I have a problem I would like some help at. I need to create a piece of R code that can load in a csv file. The csv file contain one column named "Link" and for each i(Row) there is a link from which the code need to download the content of the link and place it in a separate csv file. Until now I have managed find and modify the piece of code showed below. (Thanks to Christopher Gandrud and co authors)

library(foreign)
library(RCurl)
 
addresses <- read.csv(">>PATH TO CSV FILE<<")
 
for (i in addresses) full.text <- getURL(i)
 
text <- data.frame(full.text)
 
outpath <-">>PATH TO SPECIFIED FOLDER<<"
 
x <- 1:nrow(text)
 
for(i in x) {
  write(as.character(text[i,1]), file = paste(outpath,"/",i,".txt",sep=""))
}

Actually the code works perfectly, BUT the problem is that I am overloading the server with requests, so after having downloaded the correct content from 100-150 links, the files are just empty. I know for a fact that this is the problem since I have tested it many times with a decreasing number of links. Actually if I just download 100 links at the time it is no problem. Above 100 it starts becoming a problem. Non the less I need to implement a couple of things into this piece of code for it to become a good crawler for this particular task.
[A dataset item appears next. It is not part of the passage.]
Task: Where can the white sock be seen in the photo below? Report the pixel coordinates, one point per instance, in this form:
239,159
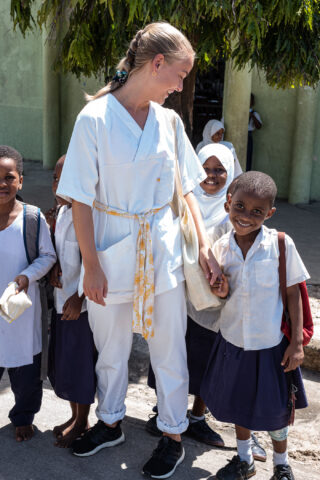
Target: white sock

I have divided my problem into two because solving problem one should solve the case temporarily.

  1. I want to use the Sys.Sleep function for every 100 downloads. So the code fires 100 requests for the first 100 links and then it pauses for x seconds before it fires the next 100 requests...

  2. Having done that with all rows/links in my dataset/csv file I need it to check each csv file for two conditions. They cannot be empty and they cannot contain a certain error message the server gives me in some special cases. If one of these two condtions are true then it need to save the filename(link number) into a vector I can work with from there.
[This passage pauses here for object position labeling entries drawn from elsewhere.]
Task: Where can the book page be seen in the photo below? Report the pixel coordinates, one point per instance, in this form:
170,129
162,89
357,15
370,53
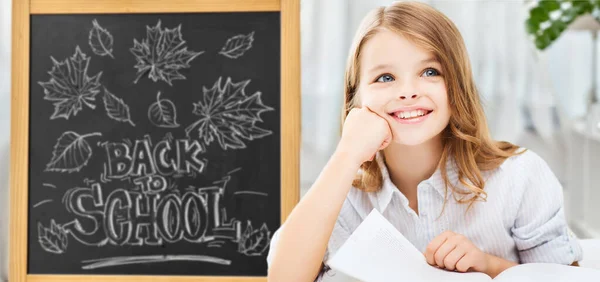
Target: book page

Wow this question suddenly got pretty long. I realize it is a big question and I am asking a lot. It is for my master thesis which is not really about R programming but I need to download the content from a lot of websites which I have been given access to. Next I have to analyze the content, which is what my thesis is about. Any suggestions/comments are welcome.

 library(foreign)  
 library(RCurl)  
 
 addresses <- read.csv("~/Dropbox/Speciale/Mining/Input/Extract post - Dear Lego n(250).csv")  
 
 for (i in addresses) {  
+   if(i == 50) {  
+     print("Why wont this work?")  
+     Sys.sleep(10)  
+     print(i)  
+   }  
+   else {  
+     print(i)  
+   }  
+ }  

"And then a whole list over the links loaded in. No "Why wont this work" at i == 50" followed by

Warning message

In if (i == 100) {:
 the condition has length > 1 and only the first element will be used  
full.text <- getURL(i)  
text <- data.frame(full.text)  
outpath <-"~/Dropbox/Speciale/Mining/Output"  
x <- 1:nrow(text)  
for(i in x) {  
write(as.character(text[i,1]), file = paste(outpath,"/",i,".txt",sep=""))}  

Able to help me more?